In adulthood the motor behavior of the mutant zebrafish differed from the normal fish: the fish swam by the edges of the arena that was available and avoided the inner part. Previous studies from the group have shown that this behavioral alteration also is due to changes in the histamine system.
The researchers found that larval fish lacking Presenilin-1 protein had significantly fewer histamine neurons; in adulthood the histamine neuron number was significantly increased in these fish when compared with normal fish.
“These results reveal that the psen1 gene is a central regulator of the development of the histamine neurons and that the mutation can cause a persistent lifelong change in the neuronal histamine system. This is a very interesting finding”, Panula states.
One interesting remaining question is from where the new histamine neurons arise in the brains of adult zebrafish. Are they newly differentiated stem cells or do other cells become histamine neurons? The answer is not known, but based on these results it is advisable to elucidate the role of Presenilin-1 protein in differentiation of stem cells also in the brains of mammals. “Mammals have stem cells in the hypothalamus, in the same area where the histamine neurons are located in all studied vertebrates”, Panula comments.

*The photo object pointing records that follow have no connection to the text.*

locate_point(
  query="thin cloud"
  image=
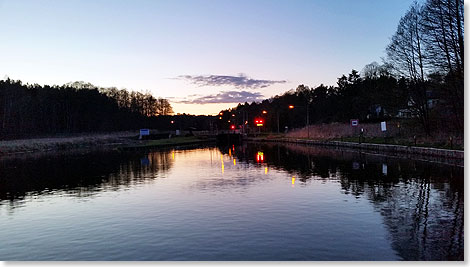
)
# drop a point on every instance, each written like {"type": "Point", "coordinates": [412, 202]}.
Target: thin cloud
{"type": "Point", "coordinates": [225, 97]}
{"type": "Point", "coordinates": [241, 81]}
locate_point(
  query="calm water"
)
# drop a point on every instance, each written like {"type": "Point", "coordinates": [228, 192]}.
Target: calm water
{"type": "Point", "coordinates": [250, 202]}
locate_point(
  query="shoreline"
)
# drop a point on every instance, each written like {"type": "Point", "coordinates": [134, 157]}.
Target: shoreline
{"type": "Point", "coordinates": [453, 157]}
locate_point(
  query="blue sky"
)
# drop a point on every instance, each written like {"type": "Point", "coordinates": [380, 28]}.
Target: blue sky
{"type": "Point", "coordinates": [199, 54]}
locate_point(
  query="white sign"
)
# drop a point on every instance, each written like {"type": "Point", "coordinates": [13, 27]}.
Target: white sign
{"type": "Point", "coordinates": [144, 132]}
{"type": "Point", "coordinates": [384, 169]}
{"type": "Point", "coordinates": [354, 123]}
{"type": "Point", "coordinates": [383, 126]}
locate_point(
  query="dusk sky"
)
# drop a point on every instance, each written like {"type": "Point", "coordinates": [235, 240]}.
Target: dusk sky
{"type": "Point", "coordinates": [203, 56]}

Panula empathizes that the published study does not tell about an Alzheimer’s disease mechanism in humans. The new knowledge on the function of psen1 gene and the development of the brain histamine system provided by the study is one step forward to understanding the etiology of the disease.
“We perform basic research on molecular level, from where it is a long way to treatment of human diseases. This type of research provides the findings on which the treatments are finally based”, Panula says.
Journal of Neuroscience published the study that was conducted at University of Helsinki Neuroscience center, and Institute of Biomedicine.